Потом я поехала в Дом актера. Там исполнялся целиком «Станционный смотритель». Я приехала ко 2‑му акту.
Опять эта ужасная провинциальная концертная постановка, когда вместо цыганок выходят жуткие бабы из хора Юхова, когда Сережа Ильинский в твердом воротничке пытается играть среди стульев и хористов, когда Рыбкин (он же доктор, он же гуляка-гусар) вытягивает шею и пытается делать нелепые движения.

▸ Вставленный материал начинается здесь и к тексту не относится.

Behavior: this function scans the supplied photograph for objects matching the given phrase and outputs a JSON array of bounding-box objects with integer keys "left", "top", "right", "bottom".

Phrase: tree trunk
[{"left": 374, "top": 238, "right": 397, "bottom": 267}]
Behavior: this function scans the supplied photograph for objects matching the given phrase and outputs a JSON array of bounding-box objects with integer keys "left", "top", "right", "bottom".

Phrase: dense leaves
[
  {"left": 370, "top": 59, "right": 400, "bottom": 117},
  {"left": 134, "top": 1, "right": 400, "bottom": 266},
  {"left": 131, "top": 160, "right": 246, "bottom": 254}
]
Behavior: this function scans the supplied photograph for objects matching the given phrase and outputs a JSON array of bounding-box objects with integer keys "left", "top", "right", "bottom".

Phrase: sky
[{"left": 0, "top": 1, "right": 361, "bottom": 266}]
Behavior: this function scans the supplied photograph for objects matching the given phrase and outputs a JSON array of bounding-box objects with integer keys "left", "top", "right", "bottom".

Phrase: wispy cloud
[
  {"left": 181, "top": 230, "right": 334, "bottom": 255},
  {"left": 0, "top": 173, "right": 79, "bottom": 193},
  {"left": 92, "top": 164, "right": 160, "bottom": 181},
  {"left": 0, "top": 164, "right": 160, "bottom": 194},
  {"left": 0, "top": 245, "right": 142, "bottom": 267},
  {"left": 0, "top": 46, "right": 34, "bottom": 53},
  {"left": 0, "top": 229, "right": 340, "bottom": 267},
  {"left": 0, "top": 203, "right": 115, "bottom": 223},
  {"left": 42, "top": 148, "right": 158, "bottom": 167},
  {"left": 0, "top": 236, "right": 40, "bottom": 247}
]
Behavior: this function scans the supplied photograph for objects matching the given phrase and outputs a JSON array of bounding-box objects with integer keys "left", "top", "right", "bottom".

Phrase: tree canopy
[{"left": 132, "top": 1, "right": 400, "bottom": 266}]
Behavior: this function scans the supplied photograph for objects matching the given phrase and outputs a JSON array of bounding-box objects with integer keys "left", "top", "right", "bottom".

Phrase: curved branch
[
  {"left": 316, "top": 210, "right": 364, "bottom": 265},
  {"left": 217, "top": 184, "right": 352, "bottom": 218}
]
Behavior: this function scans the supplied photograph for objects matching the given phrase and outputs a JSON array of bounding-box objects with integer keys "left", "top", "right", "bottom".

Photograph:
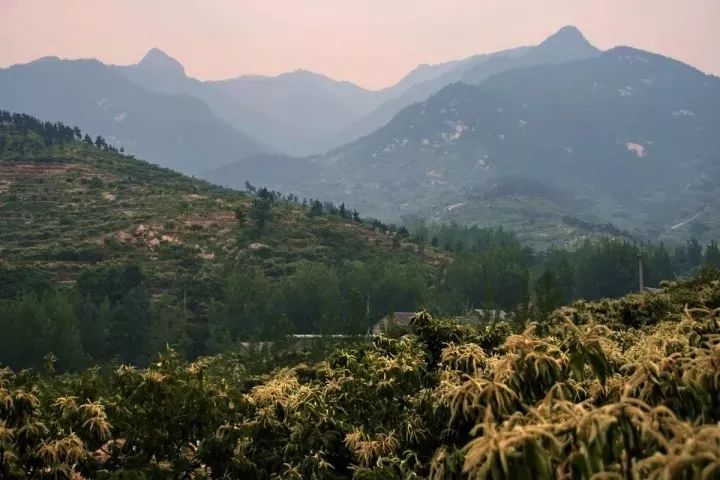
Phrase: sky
[{"left": 1, "top": 0, "right": 718, "bottom": 90}]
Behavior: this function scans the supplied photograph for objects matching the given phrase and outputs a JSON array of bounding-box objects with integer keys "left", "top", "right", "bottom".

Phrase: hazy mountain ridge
[
  {"left": 213, "top": 44, "right": 720, "bottom": 247},
  {"left": 1, "top": 26, "right": 600, "bottom": 166},
  {"left": 326, "top": 25, "right": 599, "bottom": 150},
  {"left": 5, "top": 25, "right": 720, "bottom": 248},
  {"left": 209, "top": 69, "right": 385, "bottom": 154},
  {"left": 116, "top": 49, "right": 291, "bottom": 152},
  {"left": 0, "top": 56, "right": 267, "bottom": 174}
]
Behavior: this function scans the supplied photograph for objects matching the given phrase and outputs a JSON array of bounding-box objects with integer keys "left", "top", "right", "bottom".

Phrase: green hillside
[
  {"left": 2, "top": 111, "right": 718, "bottom": 374},
  {"left": 0, "top": 112, "right": 453, "bottom": 369},
  {"left": 0, "top": 130, "right": 442, "bottom": 289}
]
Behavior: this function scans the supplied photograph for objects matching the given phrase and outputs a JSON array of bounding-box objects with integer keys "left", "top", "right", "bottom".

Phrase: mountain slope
[
  {"left": 0, "top": 57, "right": 267, "bottom": 174},
  {"left": 219, "top": 46, "right": 720, "bottom": 247},
  {"left": 118, "top": 49, "right": 296, "bottom": 155},
  {"left": 0, "top": 111, "right": 447, "bottom": 288},
  {"left": 0, "top": 110, "right": 464, "bottom": 369},
  {"left": 380, "top": 58, "right": 469, "bottom": 99},
  {"left": 121, "top": 48, "right": 387, "bottom": 156},
  {"left": 211, "top": 70, "right": 384, "bottom": 154},
  {"left": 326, "top": 47, "right": 529, "bottom": 150},
  {"left": 460, "top": 25, "right": 600, "bottom": 84},
  {"left": 327, "top": 25, "right": 598, "bottom": 150}
]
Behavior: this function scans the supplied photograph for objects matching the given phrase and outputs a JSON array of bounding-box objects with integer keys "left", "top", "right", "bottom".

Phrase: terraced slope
[{"left": 0, "top": 136, "right": 445, "bottom": 291}]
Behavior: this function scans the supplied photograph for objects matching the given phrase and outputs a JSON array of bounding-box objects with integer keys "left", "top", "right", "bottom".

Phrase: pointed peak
[
  {"left": 137, "top": 48, "right": 185, "bottom": 76},
  {"left": 555, "top": 25, "right": 585, "bottom": 36},
  {"left": 540, "top": 25, "right": 593, "bottom": 49}
]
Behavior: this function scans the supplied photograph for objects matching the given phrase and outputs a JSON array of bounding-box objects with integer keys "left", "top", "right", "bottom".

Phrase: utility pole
[{"left": 637, "top": 254, "right": 644, "bottom": 292}]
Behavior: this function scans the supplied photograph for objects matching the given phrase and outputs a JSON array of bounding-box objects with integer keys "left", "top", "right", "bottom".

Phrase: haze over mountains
[
  {"left": 208, "top": 27, "right": 720, "bottom": 246},
  {"left": 0, "top": 26, "right": 601, "bottom": 163},
  {"left": 0, "top": 56, "right": 268, "bottom": 174},
  {"left": 2, "top": 25, "right": 719, "bottom": 246}
]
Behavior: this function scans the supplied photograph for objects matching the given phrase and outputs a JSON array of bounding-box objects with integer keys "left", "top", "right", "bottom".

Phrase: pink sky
[{"left": 1, "top": 0, "right": 718, "bottom": 90}]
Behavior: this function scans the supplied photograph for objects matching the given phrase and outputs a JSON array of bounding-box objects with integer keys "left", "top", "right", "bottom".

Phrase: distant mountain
[
  {"left": 120, "top": 26, "right": 601, "bottom": 156},
  {"left": 460, "top": 25, "right": 600, "bottom": 84},
  {"left": 117, "top": 49, "right": 299, "bottom": 154},
  {"left": 0, "top": 57, "right": 267, "bottom": 174},
  {"left": 210, "top": 153, "right": 319, "bottom": 190},
  {"left": 0, "top": 26, "right": 605, "bottom": 165},
  {"left": 134, "top": 47, "right": 187, "bottom": 81},
  {"left": 327, "top": 26, "right": 599, "bottom": 150},
  {"left": 210, "top": 70, "right": 385, "bottom": 155},
  {"left": 214, "top": 45, "right": 720, "bottom": 247},
  {"left": 373, "top": 58, "right": 467, "bottom": 100}
]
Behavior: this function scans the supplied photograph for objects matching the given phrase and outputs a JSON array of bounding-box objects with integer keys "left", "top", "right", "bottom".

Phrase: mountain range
[
  {"left": 0, "top": 26, "right": 602, "bottom": 165},
  {"left": 209, "top": 30, "right": 720, "bottom": 247},
  {"left": 2, "top": 25, "right": 719, "bottom": 246},
  {"left": 0, "top": 56, "right": 267, "bottom": 174}
]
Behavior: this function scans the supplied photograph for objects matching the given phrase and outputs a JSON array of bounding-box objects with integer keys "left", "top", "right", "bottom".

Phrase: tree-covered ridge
[
  {"left": 3, "top": 111, "right": 720, "bottom": 375},
  {"left": 0, "top": 110, "right": 123, "bottom": 158},
  {"left": 0, "top": 271, "right": 718, "bottom": 478},
  {"left": 0, "top": 112, "right": 453, "bottom": 367}
]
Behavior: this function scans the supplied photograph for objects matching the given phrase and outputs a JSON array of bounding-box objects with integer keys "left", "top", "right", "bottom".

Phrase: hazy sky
[{"left": 1, "top": 0, "right": 718, "bottom": 89}]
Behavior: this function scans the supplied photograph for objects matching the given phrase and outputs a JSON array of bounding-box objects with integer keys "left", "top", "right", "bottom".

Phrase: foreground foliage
[{"left": 0, "top": 274, "right": 719, "bottom": 478}]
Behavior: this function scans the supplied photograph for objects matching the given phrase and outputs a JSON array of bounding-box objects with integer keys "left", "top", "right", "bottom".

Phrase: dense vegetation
[
  {"left": 2, "top": 112, "right": 720, "bottom": 372},
  {"left": 0, "top": 111, "right": 122, "bottom": 158},
  {"left": 0, "top": 268, "right": 718, "bottom": 478},
  {"left": 0, "top": 111, "right": 445, "bottom": 369},
  {"left": 4, "top": 221, "right": 717, "bottom": 371}
]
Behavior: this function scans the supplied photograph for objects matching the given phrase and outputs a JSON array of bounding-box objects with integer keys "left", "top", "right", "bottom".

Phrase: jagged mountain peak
[
  {"left": 137, "top": 48, "right": 186, "bottom": 76},
  {"left": 539, "top": 25, "right": 596, "bottom": 52}
]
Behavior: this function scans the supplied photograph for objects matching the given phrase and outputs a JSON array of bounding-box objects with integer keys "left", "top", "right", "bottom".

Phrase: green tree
[
  {"left": 77, "top": 296, "right": 112, "bottom": 361},
  {"left": 209, "top": 267, "right": 278, "bottom": 339},
  {"left": 147, "top": 297, "right": 188, "bottom": 357},
  {"left": 0, "top": 291, "right": 84, "bottom": 371},
  {"left": 535, "top": 268, "right": 564, "bottom": 315},
  {"left": 249, "top": 196, "right": 273, "bottom": 231},
  {"left": 107, "top": 285, "right": 151, "bottom": 363},
  {"left": 704, "top": 240, "right": 720, "bottom": 268},
  {"left": 573, "top": 239, "right": 637, "bottom": 299},
  {"left": 77, "top": 264, "right": 145, "bottom": 305},
  {"left": 308, "top": 199, "right": 324, "bottom": 217},
  {"left": 282, "top": 262, "right": 342, "bottom": 333},
  {"left": 368, "top": 259, "right": 429, "bottom": 320},
  {"left": 44, "top": 291, "right": 86, "bottom": 371},
  {"left": 644, "top": 243, "right": 674, "bottom": 287},
  {"left": 687, "top": 238, "right": 703, "bottom": 270}
]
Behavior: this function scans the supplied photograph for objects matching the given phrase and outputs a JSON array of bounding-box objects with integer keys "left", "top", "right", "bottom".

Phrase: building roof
[
  {"left": 388, "top": 312, "right": 415, "bottom": 323},
  {"left": 643, "top": 287, "right": 664, "bottom": 294},
  {"left": 371, "top": 312, "right": 416, "bottom": 335}
]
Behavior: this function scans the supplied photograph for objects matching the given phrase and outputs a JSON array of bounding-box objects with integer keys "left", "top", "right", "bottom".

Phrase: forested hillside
[
  {"left": 0, "top": 111, "right": 446, "bottom": 369},
  {"left": 2, "top": 112, "right": 719, "bottom": 374}
]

Утром пришел Крюков с письмом от Сахновского к Самосуду. Решили набраться с духом и тут же пойти к нему. Репетировали, изображали в лицах, как это будет. Я надела костюм с орденом, мы сели в лифт и поехали к нему на 7 этаж. Лифт шел очень быстро. Открыла «камерфрау» в черном платье, спросила, как доложить. Потом нас провели в этакую краснодеревянную приемную. Где-то бурлила вода – наливалась ванна. Квартира очень роскошная, 5-комнатная, а живут 2 человека – Самосуд с женой. В книжном шкафу красного дерева только одна полка занята странно подобранными книгами и коробками из-под конфет. На столе – Париж – Аркина и монография Растрелли. Ждем, мнемся, ужасно противно.
Хозяин вышел помятый, заспанный, на ходу вдевая запонки. Стоя спросил, в чем дело, когда узнал, что речь идет о «Станционном смотрителе», спросил: «А не опоздали ли вы с этой оперой? Ведь юбилей уже прошел».
Вот чиновник!
В общем, договорились, что я занесу либретто и он мне же даст знать – поскольку мы соседи, – когда он сможет послушать музыку. Крюков отнес либретто. Ладно, подождем. Ужасно противно было все это. А как отвратительно он читал письмо Сахновского!
<
Как бы с ними разделаться? Но Коська все твердит, что он перед ними в долгу и позвал их на 18 к нам. Опять возиться!
7/3.
Я все вчера сделала и стихи написала, и неплохие. Они кончались Испанией, Пассионарией, и было хорошо. Но я с утра не успела прочитать газету, и, когда Лежнев в «Правде» дал мне прочесть телеграмму: «Переворот в Мадриде» – мне стало холодно. Чудовищные, страшные вещи творятся в мире. Нет больше надежды, и что писать?
Конец стихов, конечно, пришлось снять, и я дописала тут же какой-то стандартный конец о гражданской войне и так их там и оставила, а сама умчалась в Музыкальное управление, где меня ждал Костя.
А с утра была в Гослитиздате. Ходили с Ильей к Лозовскому. Обещают все устроить.
В Управлении разговаривали с Суриным. Это – заместитель Гринберга. Условились, что в ближайшее время обсудят сначала либретто, а потом музыку. Я им рассказала о делах со «Смотрителем». Обещали и этим делом заняться.